Bad news, good news on water
Is there too much affordable housing in Southwest Austin?
I've had H2o on the brain lately because I've been reading Cadillac Desert, Marc Reisner's 1986 masterpiece about the U.S. federal government's century-long effort to transform the American West from desert to oasis. It's a great American story about nature and politics stretching back to the frontier days.
Anyway....last week City Council adopted an update to the city's water conservation plans that many advocates for aquatic abundance say does not go far enough.
Factoring in industrial and business uses, Austinites average 127 gallons of water use per capita daily. Under the new conservation proposal, Austin Water aims to reduce that by 4 gallons to 123 gallons per day by 2029.
But under the last iteration of the conservation plan, approved in 2019, the utility had hoped to achieve a total daily water use of 119 gallons.

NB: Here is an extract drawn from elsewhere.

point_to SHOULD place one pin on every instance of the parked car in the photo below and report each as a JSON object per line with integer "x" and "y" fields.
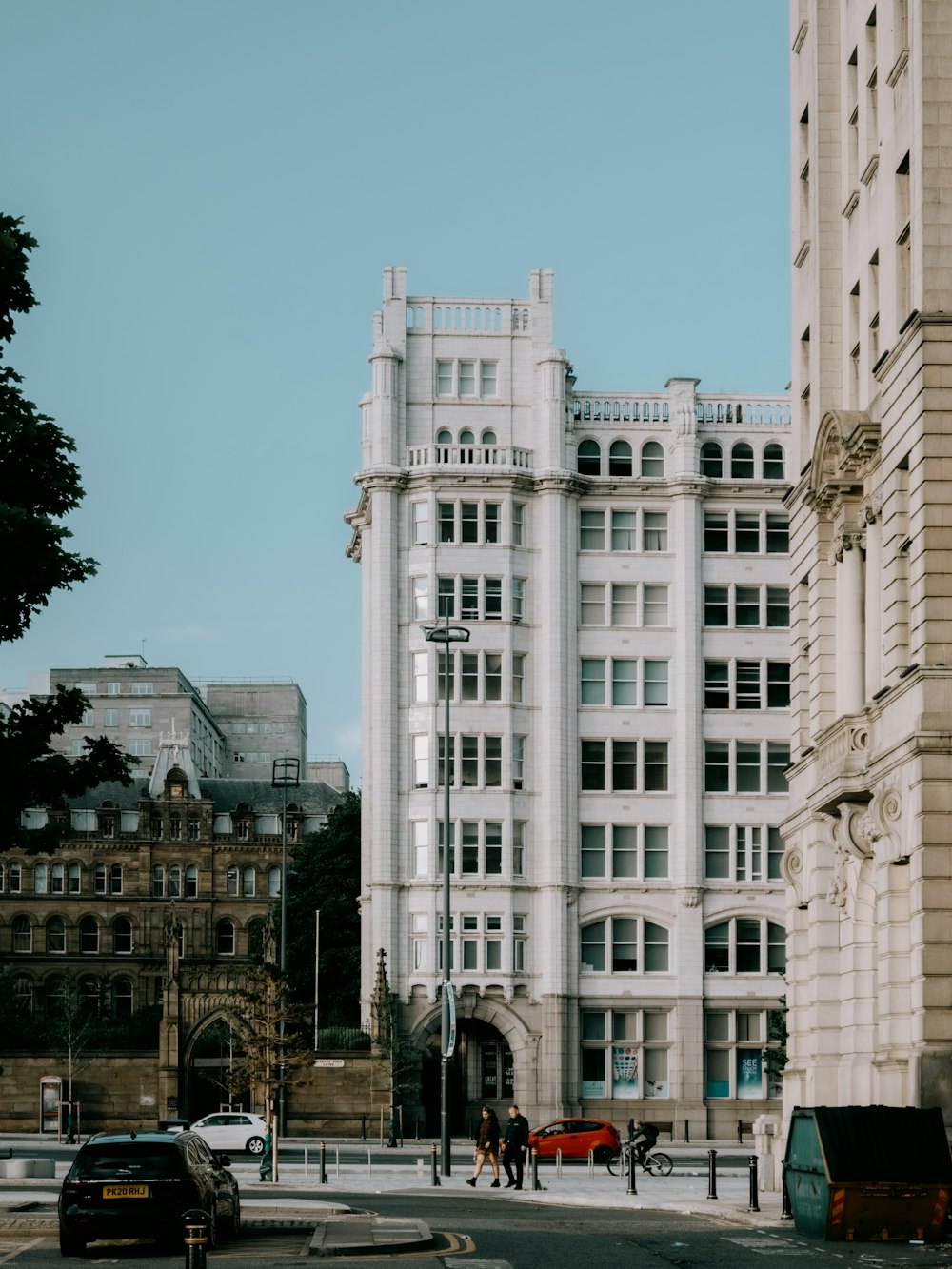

“We’re going backwards,” said Moriarty.
The problem, says Austin Water, is that we're in the midst of a drought. Somewhat counter-intuitively, people tend to use more water during droughts because Mother Nature isn't doing her part. That's true for farmers who need the water for their crops or livestock as well as for Westlake homeowners who "need" more water to keep their lawns up to Augusta National standards.
The good news is that, even as water use continues to fluctuate, we use much less water on average now than we did in the 1990's or 2000's. Over the past ten years, which has included periods of drought, we have topped out at about 132 gallons per day. In contrast, between 1996 and 2006, we ranged between 170 to 190 per day.

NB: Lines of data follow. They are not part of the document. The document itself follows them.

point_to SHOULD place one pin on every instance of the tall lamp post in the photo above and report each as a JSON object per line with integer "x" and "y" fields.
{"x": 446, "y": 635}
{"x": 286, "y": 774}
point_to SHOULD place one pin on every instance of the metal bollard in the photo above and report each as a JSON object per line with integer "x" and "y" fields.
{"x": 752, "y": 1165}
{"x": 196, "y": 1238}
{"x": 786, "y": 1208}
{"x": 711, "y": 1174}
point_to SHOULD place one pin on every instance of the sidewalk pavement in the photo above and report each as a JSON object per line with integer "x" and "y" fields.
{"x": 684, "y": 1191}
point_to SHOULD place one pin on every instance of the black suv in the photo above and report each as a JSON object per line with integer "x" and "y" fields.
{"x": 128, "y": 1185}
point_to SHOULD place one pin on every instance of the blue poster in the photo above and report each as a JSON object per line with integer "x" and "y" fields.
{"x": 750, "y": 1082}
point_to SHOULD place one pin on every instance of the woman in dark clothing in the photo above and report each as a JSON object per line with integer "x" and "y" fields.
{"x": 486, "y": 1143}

The city has touted the reduced use as a triumph of its various conservation policies, but perhaps the most effective one is that which they are least likely to tout: increased water rates. In the 2012-13 budget, City Council approved changes to Austin Water's rate structure that charged higher water users more per gallon.
At the same time, a few years ago Austin Water sought to mitigate the increased costs of water by introducing a Customer Assistance Program like Austin Energy. Those who are enrolled in certain public benefit programs (Medicaid, SNAP etc) automatically qualify for discounted water rates.
The main thrust of Cadillac Desert is that the apparent abundance of the American West, from 1,000-acre cattle ranches in Wyoming to the urban sprawl of Southern California, are built on the federally-funded illusion that water can be cheap and plentiful anywhere –– even without rain. Someday, warned Reiser, the illusion will collapse.
In the era of climate change, Reisner's point is even more obvious.
Redlining in ... Southwest Austin?
I've gotten used to hearing white gentrifiers on the east side show up to Planning Commission meetings to decry new development, sanctimoniously invoking the historic oppression of the neighborhood's Black and Hispanic populations as an excuse to oppose new housing that will undoubtedly be cheaper than the modern farmhouse they bought a few years ago.
But residents of the bougie Travis Country neighborhood claiming that a nearby affordable housing development would amount to "redlining" in Southwest Austin –– that's a whole new level of NIMBY gaslighting.